Jackie
Sbatto le palpebre, sentendo l'ennesimo calcio dietro la schiena. Getto una breve occhiata a Judith, scuotendo il capo esasperata e dolorante per poi alzarmi dal mio vecchio letto. Devo aver mangiato così tanto ieri sera da essermi addormentata a casa dei miei, scommetto di non avere un bell'aspetto. Sospiro, scostando le lenzuola con il piede per poi fare il giro del letto e uscire dalla mia camera. Il bagno è in fondo al corridoio, busso non sentendo nessuno dall'altro lato. Entro, mi lavo la faccia senza neanche guardarmi allo specchio. Non appena mi asciugo il viso do un'occhiata alla mia immagine, affatto presentabile. Il trucco di ieri è ormai scomparso, ho le labbra leggermente arrossate e i capelli biondi sono un disastro. Ieri avevo usato la piastra per farli ondulati, ma sono poche le ciocche ancora perfette. Prendo una delle spazzole di mia madre dal mobiletto per poi pettinarmi. Dovrei essere al penitenziario per le dieci, sono ancora le nove e venti. Mi stiracchio la schiena, visto che Judith ha deciso di tempestarmi di calci stanotte e poi mi spoglio per farmi una doccia. Non ho il tempo di tornare a casa mia, quindi mi cambierò qui e ruberò qualche vecchio abito di mia madre. Dopo essermi spogliata ed essere entrata in doccia tiro la tenda, aprendo il getto per poi sciacquarmi e insaponarmi. Circa quindici minuti dopo sono quasi pronta, ma non ho ancora trovato niente da mettere. «Tesoro, devi fare tutto questo casino già a quest'ora?»

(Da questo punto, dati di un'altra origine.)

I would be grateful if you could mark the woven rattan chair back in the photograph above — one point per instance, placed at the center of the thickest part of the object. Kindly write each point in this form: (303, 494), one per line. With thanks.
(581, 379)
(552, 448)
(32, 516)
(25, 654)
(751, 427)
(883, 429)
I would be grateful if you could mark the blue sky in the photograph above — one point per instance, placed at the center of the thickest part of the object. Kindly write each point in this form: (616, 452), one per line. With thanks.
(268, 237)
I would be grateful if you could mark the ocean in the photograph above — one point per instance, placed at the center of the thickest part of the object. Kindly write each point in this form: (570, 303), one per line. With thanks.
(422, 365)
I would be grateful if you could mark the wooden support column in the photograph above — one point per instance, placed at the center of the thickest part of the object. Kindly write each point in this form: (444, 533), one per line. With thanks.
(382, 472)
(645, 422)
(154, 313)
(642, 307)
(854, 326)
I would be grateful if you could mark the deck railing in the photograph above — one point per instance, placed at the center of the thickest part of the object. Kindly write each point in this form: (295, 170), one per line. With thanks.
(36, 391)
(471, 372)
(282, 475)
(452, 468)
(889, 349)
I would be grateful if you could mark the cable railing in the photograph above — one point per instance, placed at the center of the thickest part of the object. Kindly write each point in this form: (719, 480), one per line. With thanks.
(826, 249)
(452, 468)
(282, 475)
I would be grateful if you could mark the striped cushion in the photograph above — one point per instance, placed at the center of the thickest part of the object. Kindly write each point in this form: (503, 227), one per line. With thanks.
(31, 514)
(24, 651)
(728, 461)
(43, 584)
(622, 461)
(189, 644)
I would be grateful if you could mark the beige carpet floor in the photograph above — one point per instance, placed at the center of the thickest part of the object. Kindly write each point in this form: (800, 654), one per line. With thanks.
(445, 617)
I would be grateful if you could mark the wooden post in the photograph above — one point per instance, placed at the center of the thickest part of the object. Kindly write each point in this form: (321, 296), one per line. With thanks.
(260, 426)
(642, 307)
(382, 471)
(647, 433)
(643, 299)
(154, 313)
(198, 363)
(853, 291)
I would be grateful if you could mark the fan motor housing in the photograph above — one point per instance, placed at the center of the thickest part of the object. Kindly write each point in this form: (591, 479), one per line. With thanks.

Ignoro la domanda di mia madre, frugando nel suo armadio. «Non avevo preventivato di restare a dormire da voi, ora non ho un cambio e non posso prendermi i vestiti di Sierra» sbuffo, tirando fuori un tubino nero accollato.
Magari può andare, ma solo per oggi.
Mia madre mi guarda con occhi assonnati, ancora appoggiata alla testata del letto. Mi guardo allo specchio e stavolta mi sento più presentabile: ho applicato il mascara per allungare le ciglia, l'eye-liner per evidenziare gli occhi verdi luminosi e un rossetto amaranto sulle labbra.
«Ho bisogno di una camomilla» borbotta mamma.
«Non posso fartela, devo scappare» snocciolo, lasciandole un bacio sulla guancia per poi osservare mio padre che ancora dorme e russa nel meglio del sonno. Saluto entrambi a bassa voce, scendendo al piano di sotto a piedi nudi. Mia madre mi ha fatto lasciare i tacchi davanti l'ingresso, è proprio ostinata. Glenn esce dalla cucina, passandosi una mano tra i capelli corti e disordinati.
«Vai a lavoro?» domanda.
Annuisco, infilandomi i tacchi per poi appoggiarmi al muro quando rischio di cadere.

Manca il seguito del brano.